Sarah Silverman, host of the Emmy-nominated variety sketch series “I Love You, America,” calls “cancel culture” a “mutated” form of McCarthyism.
Comedians are her people — part of why stand-up is always where she lands. She loves acting, but can’t imagine signing onto a series indefinitely that would take her away from comedy. (She did roughly 14 days on “Maestro.”)
Though she’s had a number of serious turns in dramas over the years, including Showtime’s “Masters of Sex” and the Billie Jean King film “Battle of the Sexes,” she still encounters resistance from people in the industry who think her off-screen persona is distracting to viewers.
“Some people aren’t interested in me as an actor because they feel like no one could get lost in something that I was in,” she says. “But I don’t think that’s true — I think I’m capable of disappearing into roles. No one knows Leonardo DiCaprio, other than he dates models and you see him on a yacht — he doesn’t do, like, wacky games on Jimmy Fallon or whatever. And I think that helps him disappear. I understand that I’m a comedian and I’m outspoken and the other parts of my life are very personality-based, like ‘The Daily Show’ hosting.”
She’s served as a guest host on “The Daily Show” twice this year. During the most recent stretch this month, Flanz says she noticed Silverman feeding off of the energy of the in-studio audience. Meanwhile, online, the reception was less welcoming.
“My concern that week was just making sure she felt comfortable and safe,” says Flanz, who has been with the program for 27 years. “She needed to perform every night, so seeing comments and harsh things about yourself and then having to go out and make people laugh isn’t easy. Part of my job was to remind her that the audience coming to see her was friendly — and that she was brave.”
Even if Silverman could have “The Daily Show” gig full time, she wouldn’t want it. “I don’t think that it’s for me — that it’s tenable to do with the kind of odd jobs I like,” she says.
She does feel for Hasan Minhaj, who reportedly lost the vacant Comedy Central job after a September article in the New Yorker alleged that in his act he’d significantly embellished personal stories about racism he had endured. Six weeks after the story was published, Minhaj released a 21-minute video addressing the supposed fabrications.
Hasan Minhaj gave his own scandal with the New Yorker the ‘Patriot Act’ treatment. He shared the emails and conversations that went into the ‘emotional truth’ story.

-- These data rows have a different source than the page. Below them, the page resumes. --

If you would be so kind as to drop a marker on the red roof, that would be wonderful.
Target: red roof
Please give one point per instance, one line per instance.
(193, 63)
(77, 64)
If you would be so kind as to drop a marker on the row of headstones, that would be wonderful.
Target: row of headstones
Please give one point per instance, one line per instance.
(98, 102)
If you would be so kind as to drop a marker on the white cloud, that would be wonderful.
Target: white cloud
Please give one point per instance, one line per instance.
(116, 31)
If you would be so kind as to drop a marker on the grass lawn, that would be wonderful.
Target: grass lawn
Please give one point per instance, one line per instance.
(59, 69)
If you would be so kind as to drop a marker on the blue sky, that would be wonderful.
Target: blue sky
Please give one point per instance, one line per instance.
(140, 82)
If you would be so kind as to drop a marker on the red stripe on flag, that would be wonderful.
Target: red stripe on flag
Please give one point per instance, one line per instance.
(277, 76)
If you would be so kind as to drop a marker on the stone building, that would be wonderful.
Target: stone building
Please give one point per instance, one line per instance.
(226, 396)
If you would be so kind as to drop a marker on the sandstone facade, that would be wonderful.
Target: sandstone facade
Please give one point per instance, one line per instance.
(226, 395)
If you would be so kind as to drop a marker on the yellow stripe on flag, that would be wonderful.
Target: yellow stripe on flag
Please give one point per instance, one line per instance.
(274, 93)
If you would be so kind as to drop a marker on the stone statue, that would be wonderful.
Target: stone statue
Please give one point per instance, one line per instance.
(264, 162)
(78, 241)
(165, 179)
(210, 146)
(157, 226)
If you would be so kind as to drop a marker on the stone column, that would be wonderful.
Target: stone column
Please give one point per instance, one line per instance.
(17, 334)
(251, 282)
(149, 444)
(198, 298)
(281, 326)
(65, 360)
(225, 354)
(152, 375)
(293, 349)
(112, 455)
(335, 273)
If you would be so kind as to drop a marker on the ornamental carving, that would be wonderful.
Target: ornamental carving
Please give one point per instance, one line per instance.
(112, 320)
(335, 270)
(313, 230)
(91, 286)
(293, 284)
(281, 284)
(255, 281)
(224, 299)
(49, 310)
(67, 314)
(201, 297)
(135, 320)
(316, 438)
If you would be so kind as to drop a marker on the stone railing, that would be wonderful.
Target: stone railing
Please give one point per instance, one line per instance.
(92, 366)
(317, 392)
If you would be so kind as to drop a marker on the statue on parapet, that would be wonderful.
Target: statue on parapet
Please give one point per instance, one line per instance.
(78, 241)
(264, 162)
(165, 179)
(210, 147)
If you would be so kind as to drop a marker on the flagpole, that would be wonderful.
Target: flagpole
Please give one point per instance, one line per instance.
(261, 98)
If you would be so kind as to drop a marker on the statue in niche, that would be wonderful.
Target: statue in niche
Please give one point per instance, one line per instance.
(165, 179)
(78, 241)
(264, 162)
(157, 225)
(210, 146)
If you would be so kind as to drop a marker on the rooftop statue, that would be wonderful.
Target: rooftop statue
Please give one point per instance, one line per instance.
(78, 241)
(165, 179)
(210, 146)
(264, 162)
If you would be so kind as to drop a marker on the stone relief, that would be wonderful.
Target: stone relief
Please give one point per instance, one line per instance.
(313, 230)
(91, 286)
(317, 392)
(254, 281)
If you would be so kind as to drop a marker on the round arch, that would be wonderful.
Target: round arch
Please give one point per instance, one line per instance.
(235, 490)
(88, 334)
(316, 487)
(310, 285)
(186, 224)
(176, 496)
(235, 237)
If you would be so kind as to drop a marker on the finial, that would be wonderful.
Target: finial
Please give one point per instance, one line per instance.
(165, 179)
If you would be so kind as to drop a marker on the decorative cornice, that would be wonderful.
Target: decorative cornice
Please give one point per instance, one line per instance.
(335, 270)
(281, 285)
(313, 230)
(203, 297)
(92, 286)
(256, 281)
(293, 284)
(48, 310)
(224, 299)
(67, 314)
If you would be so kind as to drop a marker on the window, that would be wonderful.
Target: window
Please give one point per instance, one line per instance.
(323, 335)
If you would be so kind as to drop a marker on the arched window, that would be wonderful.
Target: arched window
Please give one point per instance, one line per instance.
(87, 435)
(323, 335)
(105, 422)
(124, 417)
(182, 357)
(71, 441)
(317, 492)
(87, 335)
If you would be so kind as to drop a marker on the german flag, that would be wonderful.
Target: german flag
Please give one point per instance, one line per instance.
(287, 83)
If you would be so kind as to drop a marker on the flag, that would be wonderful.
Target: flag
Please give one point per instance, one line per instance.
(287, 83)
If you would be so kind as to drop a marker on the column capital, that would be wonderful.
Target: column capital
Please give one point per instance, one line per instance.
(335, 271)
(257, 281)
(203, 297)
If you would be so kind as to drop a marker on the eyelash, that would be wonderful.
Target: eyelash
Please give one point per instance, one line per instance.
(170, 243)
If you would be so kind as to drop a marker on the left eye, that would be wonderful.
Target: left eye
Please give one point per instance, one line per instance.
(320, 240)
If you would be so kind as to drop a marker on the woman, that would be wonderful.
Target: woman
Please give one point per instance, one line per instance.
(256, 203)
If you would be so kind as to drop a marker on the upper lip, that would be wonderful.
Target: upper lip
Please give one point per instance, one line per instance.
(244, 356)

“And when I listened to that … it definitely made me feel like, ‘Wow, they were out to get him.’”
In her own comedy, Silverman tries to make it extremely clear when something isn’t true, though she makes small alterations to smooth out her storytelling. In her May HBO special, “Somebody You Love,” she made a joke about seeing a sign at a pool that forbade anyone from entering who’d had diarrhea in the last two weeks. “I mean, just say it: No Jews allowed.”
In the bit, she was at a ritzy Hawaiian resort — in reality, she was just down the street at the Sunset Marquis.
Right after Oct. 7, Silverman says she couldn’t imagine going on stage. In the week before her incendiary post, she started canceling gigs, worried she’d “go on stage and see people’s sweet faces and just start sobbing.”
It was Chelsea Handler who shook her out of her depression. Handler had two nights booked at the Hollywood Pantages Theatre and asked Silverman to do a guest spot during the shows.
“I said: ‘Get your ass down here. This is what we do for a living,’ ” Handler says she told Silverman. “It’s our responsibility to be mood lifters. … This is a huge opportunity for all comedians to really dig deep and lift others up.”
And Silverman did feel better after the sets. She could tell how much the audience needed to laugh — how much she did too. As with the water, it’s easy to forget how good it is for her.
“My head isn’t there right now,” she says, “but that’s where I want it to be.”